Ligado’s plan, laid out in its proposal, which the NPRM does not take up, was to combine the five megahertz in the 1675-1680 MHz band with the adjacent five megahertz block at 1670-1675 MHz, which it has been leasing. Ligado’s larger ultimate plan was to utilize 1670-1680 MHz along with thirty other megahertz in the L-Band, for which Ligado holds operational authority, to provide a terrestrial commercial network under Commission rules that allow satellite spectrum to be used for Ancillary Terrestrial Component services under certain conditions. Ligado has had license modification applications pending for several years before the Commission to implement its plan. Stakeholders that oppose Ligado’s proposals have raised concerns, respective to specific sub-bands, about harmful interference to GPS operations and adjacent satellite communications (“SATCOM”) services.
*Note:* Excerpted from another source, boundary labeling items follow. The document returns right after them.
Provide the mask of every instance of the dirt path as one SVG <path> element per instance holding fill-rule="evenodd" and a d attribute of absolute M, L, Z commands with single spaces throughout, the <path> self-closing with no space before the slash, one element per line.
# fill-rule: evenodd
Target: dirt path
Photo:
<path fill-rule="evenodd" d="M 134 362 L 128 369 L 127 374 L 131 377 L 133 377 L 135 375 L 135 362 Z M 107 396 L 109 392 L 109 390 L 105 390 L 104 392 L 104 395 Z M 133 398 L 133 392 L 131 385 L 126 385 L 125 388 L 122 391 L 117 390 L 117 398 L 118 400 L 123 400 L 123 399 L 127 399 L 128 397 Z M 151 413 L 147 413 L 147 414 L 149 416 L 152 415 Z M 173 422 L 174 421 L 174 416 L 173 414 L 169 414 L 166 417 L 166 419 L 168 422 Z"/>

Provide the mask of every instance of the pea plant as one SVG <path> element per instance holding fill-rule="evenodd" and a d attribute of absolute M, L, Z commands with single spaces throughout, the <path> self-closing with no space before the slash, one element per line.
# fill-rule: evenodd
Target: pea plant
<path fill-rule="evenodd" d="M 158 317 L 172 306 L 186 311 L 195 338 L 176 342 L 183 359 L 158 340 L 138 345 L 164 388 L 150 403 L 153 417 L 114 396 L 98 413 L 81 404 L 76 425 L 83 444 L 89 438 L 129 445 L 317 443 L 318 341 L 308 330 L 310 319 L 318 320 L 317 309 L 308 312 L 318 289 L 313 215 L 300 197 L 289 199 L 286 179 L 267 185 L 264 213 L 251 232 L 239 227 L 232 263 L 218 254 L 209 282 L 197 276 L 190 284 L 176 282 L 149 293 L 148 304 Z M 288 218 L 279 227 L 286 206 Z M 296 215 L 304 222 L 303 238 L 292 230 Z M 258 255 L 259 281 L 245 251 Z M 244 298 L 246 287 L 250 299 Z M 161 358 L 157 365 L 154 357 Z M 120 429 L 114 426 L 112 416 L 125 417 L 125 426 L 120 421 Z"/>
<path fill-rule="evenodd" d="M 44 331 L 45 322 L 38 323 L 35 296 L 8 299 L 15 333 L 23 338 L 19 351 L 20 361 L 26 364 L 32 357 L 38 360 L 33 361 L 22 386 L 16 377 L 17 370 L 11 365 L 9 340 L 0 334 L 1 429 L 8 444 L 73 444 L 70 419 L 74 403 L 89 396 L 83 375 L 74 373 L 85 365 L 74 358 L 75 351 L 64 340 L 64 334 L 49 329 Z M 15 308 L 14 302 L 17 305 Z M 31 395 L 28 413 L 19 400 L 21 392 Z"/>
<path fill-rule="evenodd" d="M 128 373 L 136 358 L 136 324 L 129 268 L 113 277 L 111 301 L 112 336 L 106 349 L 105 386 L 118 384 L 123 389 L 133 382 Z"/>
The NPRM does not mention the applications and the Commission has not otherwise indicated whether or when it will act on them.
Apart from Ligado’s reactions to the Commission’s “non-action” on its petition through the NPRM, NOAA continues to do studies using Spectrum Relocation Fund monies into the compatibility of existing meteorological operations in and adjacent to 1675-1680 MHz band with new entrants. One gets the sense that, while the NPRM clearly opens a new chapter in this long story, much of the chapter remains to be outlined, let alone written.